The Golden Age of Hollywood is revered by the public and enshrined by film scholars in copious histories about American film production and the pioneers who created the vernacular of the movies. Directors Cecil B. DeMille, Erich von Stroheim, and James Cruze created cinema magic at Metro-Goldwyn-Mayer, Paramount, and Universal Studios. This is the iconic face of Hollywood, the face the world recognizes as the source of a thousand and one nights of beauty, adventure, mystery, and love. But it is actually a Janus. The flip side of Hollywood was a hardscrabble, unglamorous place that gave shelter, sustenance, and hope to the not-quite-famous directors and the not-quite-stellar actors who produced the often charming, low budget films that filled countless hours of theater programming. Like dinghies swamped by the wake of the Queen Mary, hundreds of little films have been lost through corporate neglect, lack of pedigree, and indifference. Abandoned, forgotten by history, and on the brink of oblivion, these products of long-defunct companies are indeed the orphans of the film industry.

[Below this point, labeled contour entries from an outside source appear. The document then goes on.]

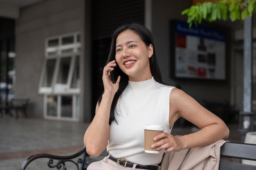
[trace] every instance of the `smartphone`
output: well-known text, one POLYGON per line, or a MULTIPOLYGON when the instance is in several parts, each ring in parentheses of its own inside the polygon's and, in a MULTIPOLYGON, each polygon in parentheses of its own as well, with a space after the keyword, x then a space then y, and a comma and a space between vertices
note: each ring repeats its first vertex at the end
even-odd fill
POLYGON ((111 76, 111 81, 112 81, 112 82, 113 82, 113 83, 115 84, 115 83, 116 83, 116 82, 117 82, 117 78, 115 77, 114 76, 114 73, 113 73, 113 71, 109 71, 109 72, 110 73, 110 76, 111 76))

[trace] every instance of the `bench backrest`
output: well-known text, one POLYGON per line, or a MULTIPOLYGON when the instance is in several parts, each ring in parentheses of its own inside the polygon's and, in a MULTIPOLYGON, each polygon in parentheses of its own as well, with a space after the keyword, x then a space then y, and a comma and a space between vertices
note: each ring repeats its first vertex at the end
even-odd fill
MULTIPOLYGON (((20 170, 25 170, 27 166, 34 160, 44 158, 49 159, 47 163, 50 168, 58 167, 58 169, 68 170, 69 168, 65 169, 65 163, 68 162, 73 163, 77 170, 86 170, 91 163, 102 159, 108 154, 105 150, 99 157, 91 157, 86 152, 85 146, 77 152, 70 156, 37 154, 28 158, 23 163, 20 170), (76 160, 75 161, 74 159, 76 160)), ((226 142, 221 148, 220 155, 219 170, 256 170, 256 166, 241 163, 241 159, 256 161, 255 144, 226 142), (229 160, 224 160, 222 158, 229 160), (233 161, 234 159, 236 161, 233 161)))
MULTIPOLYGON (((241 162, 242 159, 256 161, 256 145, 226 142, 221 147, 220 150, 221 157, 231 159, 221 160, 219 170, 256 170, 256 166, 241 162), (234 161, 234 159, 237 159, 234 161)), ((102 159, 108 155, 106 150, 98 157, 90 157, 85 152, 83 170, 86 170, 90 163, 102 159)))
POLYGON ((226 142, 221 148, 220 155, 237 159, 233 162, 221 159, 219 170, 256 170, 256 166, 241 163, 242 159, 256 161, 256 145, 226 142))

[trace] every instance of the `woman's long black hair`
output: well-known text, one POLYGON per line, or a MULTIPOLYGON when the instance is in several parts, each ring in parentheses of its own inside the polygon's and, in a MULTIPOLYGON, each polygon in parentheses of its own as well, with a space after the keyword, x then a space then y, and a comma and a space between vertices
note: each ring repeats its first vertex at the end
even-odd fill
MULTIPOLYGON (((117 38, 118 35, 122 32, 129 29, 137 34, 144 42, 147 46, 152 44, 153 46, 153 55, 149 59, 149 64, 151 73, 154 79, 157 82, 163 84, 162 80, 162 77, 158 64, 156 59, 156 53, 155 49, 155 44, 153 38, 150 32, 144 26, 138 23, 128 24, 123 25, 117 29, 112 33, 110 49, 106 65, 111 61, 115 60, 116 55, 116 43, 117 38)), ((117 106, 117 101, 122 93, 126 88, 128 84, 128 76, 125 74, 120 68, 118 64, 115 67, 115 74, 121 76, 121 78, 119 84, 119 88, 114 97, 112 104, 110 109, 110 117, 109 124, 111 124, 112 121, 115 120, 117 121, 115 116, 115 111, 117 106)), ((104 91, 103 92, 104 93, 104 91)), ((99 99, 99 104, 100 104, 102 95, 99 99)))

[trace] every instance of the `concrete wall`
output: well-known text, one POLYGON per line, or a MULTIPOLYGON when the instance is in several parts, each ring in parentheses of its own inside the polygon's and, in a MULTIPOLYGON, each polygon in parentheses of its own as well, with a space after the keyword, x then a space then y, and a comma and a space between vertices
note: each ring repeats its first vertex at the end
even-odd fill
POLYGON ((43 95, 38 93, 45 58, 45 40, 83 31, 83 0, 47 0, 22 8, 16 22, 17 97, 29 97, 29 115, 43 116, 43 95))
MULTIPOLYGON (((186 21, 186 16, 182 15, 181 12, 189 8, 190 1, 180 0, 152 0, 152 32, 154 38, 164 81, 169 84, 181 85, 182 89, 200 102, 203 99, 225 99, 230 101, 230 62, 227 62, 227 80, 174 79, 171 76, 171 55, 169 23, 171 20, 186 21)), ((212 24, 210 26, 216 26, 212 24)), ((228 38, 229 35, 228 35, 228 38)), ((229 41, 228 39, 228 41, 229 41)), ((230 60, 230 47, 227 46, 227 61, 230 60)))

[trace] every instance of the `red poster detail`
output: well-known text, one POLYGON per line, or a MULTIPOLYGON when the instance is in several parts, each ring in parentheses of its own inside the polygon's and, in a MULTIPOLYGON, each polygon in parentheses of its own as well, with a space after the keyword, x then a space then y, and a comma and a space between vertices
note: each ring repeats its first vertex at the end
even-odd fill
POLYGON ((178 47, 186 48, 186 35, 177 34, 176 35, 176 46, 178 47))
POLYGON ((206 68, 202 67, 198 67, 198 75, 200 77, 206 76, 206 68))

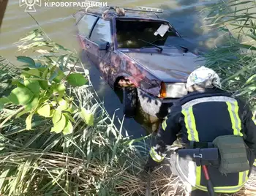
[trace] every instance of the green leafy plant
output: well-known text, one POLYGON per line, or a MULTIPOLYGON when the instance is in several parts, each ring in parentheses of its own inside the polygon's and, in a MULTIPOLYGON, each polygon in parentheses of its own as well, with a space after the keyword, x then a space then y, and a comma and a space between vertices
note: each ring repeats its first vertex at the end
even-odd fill
POLYGON ((93 114, 85 113, 85 108, 76 105, 73 97, 67 95, 67 86, 77 88, 88 84, 85 76, 74 69, 79 62, 74 53, 49 39, 38 29, 20 39, 19 43, 19 50, 37 48, 42 56, 37 59, 24 56, 17 57, 18 61, 25 64, 17 68, 16 76, 11 79, 13 89, 10 94, 0 98, 0 109, 9 105, 20 107, 14 116, 26 116, 27 130, 32 129, 34 116, 39 116, 52 119, 51 132, 70 134, 73 131, 72 115, 77 111, 80 111, 84 121, 93 126, 93 114), (40 46, 48 48, 40 49, 40 46))

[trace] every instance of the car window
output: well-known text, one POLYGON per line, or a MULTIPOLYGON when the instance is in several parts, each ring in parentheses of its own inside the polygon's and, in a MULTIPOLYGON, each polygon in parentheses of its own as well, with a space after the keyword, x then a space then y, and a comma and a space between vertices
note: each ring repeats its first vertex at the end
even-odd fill
POLYGON ((140 48, 152 47, 151 45, 140 39, 157 45, 165 45, 168 37, 178 35, 170 28, 162 37, 154 33, 165 24, 159 21, 138 21, 116 20, 116 39, 119 48, 140 48))
POLYGON ((90 39, 96 43, 100 43, 102 41, 109 42, 110 43, 110 22, 99 18, 92 31, 90 39))
POLYGON ((85 15, 78 23, 79 34, 83 37, 89 37, 92 26, 97 18, 97 17, 94 15, 85 15))

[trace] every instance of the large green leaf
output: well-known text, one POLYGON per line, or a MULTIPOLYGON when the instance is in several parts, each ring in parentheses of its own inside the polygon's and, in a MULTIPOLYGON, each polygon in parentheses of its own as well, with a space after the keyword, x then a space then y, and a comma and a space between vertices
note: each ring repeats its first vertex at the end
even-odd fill
POLYGON ((94 125, 94 114, 91 113, 89 110, 86 110, 85 108, 81 108, 81 111, 80 112, 80 116, 82 119, 89 126, 94 125))
POLYGON ((64 113, 64 115, 65 115, 66 118, 69 119, 69 121, 72 121, 73 123, 75 122, 73 117, 71 116, 71 115, 69 113, 64 113))
POLYGON ((26 63, 26 64, 29 64, 30 67, 32 67, 32 68, 36 67, 36 64, 35 64, 34 61, 30 57, 20 56, 17 56, 17 60, 20 61, 20 62, 26 63))
POLYGON ((48 83, 47 81, 39 80, 39 83, 41 88, 44 90, 46 90, 47 88, 48 87, 48 83))
POLYGON ((66 126, 66 117, 63 114, 61 114, 61 119, 56 124, 54 124, 53 127, 51 129, 50 132, 53 132, 56 133, 60 133, 62 132, 64 128, 66 126))
POLYGON ((37 94, 40 92, 40 85, 36 80, 25 79, 24 85, 35 94, 37 94))
POLYGON ((29 78, 31 75, 34 75, 37 77, 40 77, 40 72, 37 69, 31 69, 28 71, 23 71, 21 75, 29 78))
POLYGON ((33 98, 34 94, 26 87, 17 87, 13 89, 8 99, 15 105, 26 105, 33 98))
POLYGON ((4 104, 9 103, 9 102, 10 102, 10 101, 9 100, 8 98, 7 97, 0 98, 0 110, 1 110, 4 108, 4 104))
POLYGON ((23 114, 31 112, 31 110, 34 109, 34 108, 37 106, 38 101, 38 97, 34 97, 31 99, 31 101, 26 105, 25 109, 16 115, 15 118, 20 118, 23 114))
POLYGON ((61 111, 59 110, 55 110, 53 116, 53 123, 56 124, 59 122, 61 118, 61 111))
POLYGON ((34 113, 30 113, 26 118, 26 129, 31 130, 32 129, 32 118, 34 113))
POLYGON ((73 132, 73 126, 69 120, 67 118, 66 127, 63 130, 64 135, 71 134, 73 132))
POLYGON ((44 117, 50 117, 50 107, 48 103, 45 103, 40 108, 37 110, 39 115, 44 117))
POLYGON ((80 73, 70 74, 67 78, 67 82, 73 86, 82 86, 86 83, 86 79, 80 73))
POLYGON ((59 106, 58 107, 58 108, 62 111, 62 110, 65 110, 68 109, 69 104, 66 100, 61 99, 59 101, 59 106))

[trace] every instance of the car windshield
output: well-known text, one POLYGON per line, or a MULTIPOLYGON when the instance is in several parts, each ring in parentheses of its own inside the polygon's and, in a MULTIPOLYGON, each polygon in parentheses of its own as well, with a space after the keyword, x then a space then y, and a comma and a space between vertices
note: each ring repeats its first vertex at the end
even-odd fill
POLYGON ((116 39, 118 48, 154 48, 154 45, 150 43, 156 45, 165 45, 168 37, 178 37, 177 33, 171 28, 167 27, 167 23, 162 21, 132 21, 117 20, 116 39), (165 30, 163 29, 163 37, 160 34, 155 35, 155 32, 160 30, 159 27, 161 26, 162 26, 164 29, 165 27, 167 27, 165 30))

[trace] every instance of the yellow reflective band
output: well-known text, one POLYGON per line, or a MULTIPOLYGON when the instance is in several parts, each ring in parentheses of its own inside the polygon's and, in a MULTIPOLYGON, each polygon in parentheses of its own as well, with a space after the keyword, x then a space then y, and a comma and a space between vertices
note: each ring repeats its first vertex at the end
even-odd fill
POLYGON ((243 136, 243 134, 240 132, 241 127, 241 119, 238 116, 239 108, 237 101, 226 102, 226 104, 227 105, 227 110, 230 116, 233 135, 243 136))
POLYGON ((162 124, 162 128, 164 129, 164 131, 165 131, 166 127, 167 127, 166 120, 165 120, 162 124))
POLYGON ((196 166, 195 173, 196 173, 196 178, 197 181, 195 182, 195 185, 200 186, 201 182, 201 166, 196 166))
POLYGON ((158 154, 157 152, 153 148, 153 147, 150 149, 149 154, 151 157, 152 159, 155 162, 162 162, 165 157, 162 157, 158 154))
POLYGON ((183 110, 182 112, 184 116, 184 121, 188 134, 188 140, 189 141, 199 141, 198 132, 197 131, 195 116, 193 114, 192 107, 183 110))
POLYGON ((256 125, 256 117, 255 117, 255 116, 252 116, 252 120, 255 123, 255 124, 256 125))
MULTIPOLYGON (((181 170, 179 164, 178 160, 178 156, 177 156, 177 169, 178 172, 180 172, 182 176, 186 179, 187 182, 189 182, 191 186, 195 186, 195 188, 207 192, 207 187, 200 185, 200 180, 202 176, 202 172, 201 172, 201 166, 197 167, 195 168, 194 167, 194 173, 195 174, 195 178, 194 178, 192 176, 190 176, 190 178, 187 177, 187 176, 183 173, 183 170, 181 170), (194 179, 196 179, 194 181, 194 179)), ((192 169, 193 170, 193 169, 192 169)), ((189 170, 189 173, 193 172, 192 170, 189 170)), ((243 186, 244 186, 245 183, 246 182, 248 179, 248 173, 249 170, 241 172, 239 173, 239 181, 238 184, 236 186, 214 186, 214 192, 223 192, 223 193, 234 193, 236 192, 238 192, 243 186)))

All of which makes the discovery of Hollywouldn’t, a 1925 short released by Trem Carr Productions, a small but significant entry into the “saved” column on the lost film balance sheet. Made with tongues firmly in cheeks, Hollywouldn’t is a freewheeling satire on the Hollywood industry at the height of the silent era. This Biff Comedies two-reeler wastes no time in taking potshots at sacred cows. We are quickly introduced to the Wrex Film company, its director Mr. Cecil Von Cruse (neatly felling three giants with one name) and leading lady Dolly Dove (Billie Dove, Mary Pickford, take your pick). Add a lovestruck cowboy and an equally smitten gent from Indiana, numerous bad insider puns and lots of action, and Hollywouldn’t achieves a level of success all its own. As a warning to other wannabe stars, it concludes by offering timeless advice: “Moral—it is better to stay at home and be thought a fool than to travel and remove all doubt.”
The film was noted for its stunts, which were claimed to be done by the stars of the film, Johnny Sinclair and Billy Jones. They did slug it out without any safeguards, on the roof of the thirteen-story Taft Building in Hollywood, where a crowd (allegedly of 20,000) watched them.
The Trem Carr production credit on the film differs from the one listed in several reference sources which identify the Van Pelt Brothers as producers. Producer Samuel Bischoff (owner of the California Studios where Hollywouldn’t was filmed) may have rearranged the credits for the foreign release. The Van Pelts remain attached to the film through the Biff Comedies credit, as they produced that series of comedy shorts. And finally, a film credit check of the principals involved reveals that while none went on to star for DeMille, von Stroheim or Cruze, the Hollywouldn’t gang may get the last laugh. Clearly made with good humor and a lot of chutzpah, the fully preserved Hollywouldn’t has been lifted from obscurity and its inspired efforts in cinematic lunacy are available for appreciation by a new generation of movie lovers.